Robert Benton
Avec The Late Show, faux polar fatigué baigné d'ironie mélancolique, Robert Benton montre immédiatement ce qui fera la force de son cinéma : une attention aux formes classiques américaines, non pour les répéter pieusement, mais pour y réintroduire de la vulnérabilité, du temps vécu, de la tristesse et parfois un humour de désajustement. Benton appartient aux États-Unis, mais à des États-Unis regardés depuis leurs récits usés, leurs mythes qui tiennent encore debout tout en craquant de partout.
Scénariste avant d'être réalisateur, il connaît les mécanismes du récit avec une précision qui ne vire presque jamais à la pure démonstration. C'est un point capital. Beaucoup de cinéastes issus de l'écriture cherchent ensuite à montrer qu'ils maîtrisent la structure. Benton, lui, préfère la souplesse, les personnages qui respirent, les scènes qui laissent apparaître une gêne morale ou un sentiment contradictoire. Cette manière de ne pas écraser la vie sous l'architecture narrative fait de lui un cinéaste plus subtil qu'on ne le dit souvent.
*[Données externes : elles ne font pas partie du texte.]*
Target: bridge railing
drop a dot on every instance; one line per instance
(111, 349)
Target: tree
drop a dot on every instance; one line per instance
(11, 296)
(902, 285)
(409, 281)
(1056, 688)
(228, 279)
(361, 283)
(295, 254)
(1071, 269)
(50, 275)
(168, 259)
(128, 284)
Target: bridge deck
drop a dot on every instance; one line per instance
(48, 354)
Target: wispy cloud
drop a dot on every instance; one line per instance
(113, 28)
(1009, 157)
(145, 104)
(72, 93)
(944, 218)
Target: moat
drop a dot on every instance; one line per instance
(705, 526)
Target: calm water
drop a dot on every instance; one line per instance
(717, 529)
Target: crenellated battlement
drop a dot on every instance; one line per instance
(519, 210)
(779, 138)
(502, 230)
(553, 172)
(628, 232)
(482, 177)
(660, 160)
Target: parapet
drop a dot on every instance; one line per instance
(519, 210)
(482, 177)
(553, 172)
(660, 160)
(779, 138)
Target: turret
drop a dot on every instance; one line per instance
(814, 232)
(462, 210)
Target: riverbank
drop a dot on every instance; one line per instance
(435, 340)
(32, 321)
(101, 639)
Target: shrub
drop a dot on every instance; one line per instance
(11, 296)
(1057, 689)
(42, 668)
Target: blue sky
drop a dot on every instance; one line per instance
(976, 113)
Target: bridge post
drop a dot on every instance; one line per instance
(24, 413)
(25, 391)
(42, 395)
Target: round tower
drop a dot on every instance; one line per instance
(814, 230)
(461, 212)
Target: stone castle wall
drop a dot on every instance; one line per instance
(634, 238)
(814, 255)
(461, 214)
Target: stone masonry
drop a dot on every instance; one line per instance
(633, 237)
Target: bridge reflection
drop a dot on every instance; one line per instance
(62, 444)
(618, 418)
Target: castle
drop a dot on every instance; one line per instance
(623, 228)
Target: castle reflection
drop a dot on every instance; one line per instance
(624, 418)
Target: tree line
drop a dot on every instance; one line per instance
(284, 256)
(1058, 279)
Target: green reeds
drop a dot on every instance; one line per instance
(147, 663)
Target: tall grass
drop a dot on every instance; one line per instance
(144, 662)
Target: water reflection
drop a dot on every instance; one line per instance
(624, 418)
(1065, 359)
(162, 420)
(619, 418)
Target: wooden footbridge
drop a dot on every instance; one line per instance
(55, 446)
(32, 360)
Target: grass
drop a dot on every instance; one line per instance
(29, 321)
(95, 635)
On pense bien sûr à Kramer vs. Kramer, Places in the Heart ou Nobody's Fool. Ces films relèvent du drama le plus classique en apparence, mais leur classicisme n'a rien de figé. Benton s'intéresse à des êtres qui doivent renégocier leur place dans des mondes déjà balisés par des institutions, des attentes sociales, des formes anciennes de masculinité ou de famille. La crise, chez lui, n'est pas pure explosion. Elle est réorganisation douloureuse de la vie ordinaire.
Cette qualité tient aussi à sa mise en scène. Benton ne cherche pas le coup d'éclat visuel qui écrase l'acteur ou signale l'auteur. Il fait confiance au plan lisible, au jeu, à la relation. Certains critiques ont voulu y voir une absence de style. C'est mal comprendre ce qu'est un style de discrétion. Chez Benton, le cadre sert à rendre les comportements observables, les silences éloquents, les changements d'équilibre émotionnel perceptibles. Il filme des tournants minuscules qui reconfigurent une existence.
Dans les Années 1970 et les Années 1980, alors que le cinéma américain se partage entre modernité plus abrasive et retour à des formes de prestige, Benton construit une œuvre qui traverse ces deux pôles sans s'abandonner entièrement à l'un ou à l'autre. Il a la conscience du Nouvel Hollywood, son intérêt pour les failles des personnages et la désillusion nationale, mais il garde aussi un attachement profond à la narration classique. Cette double appartenance explique la solidité particulière de ses films.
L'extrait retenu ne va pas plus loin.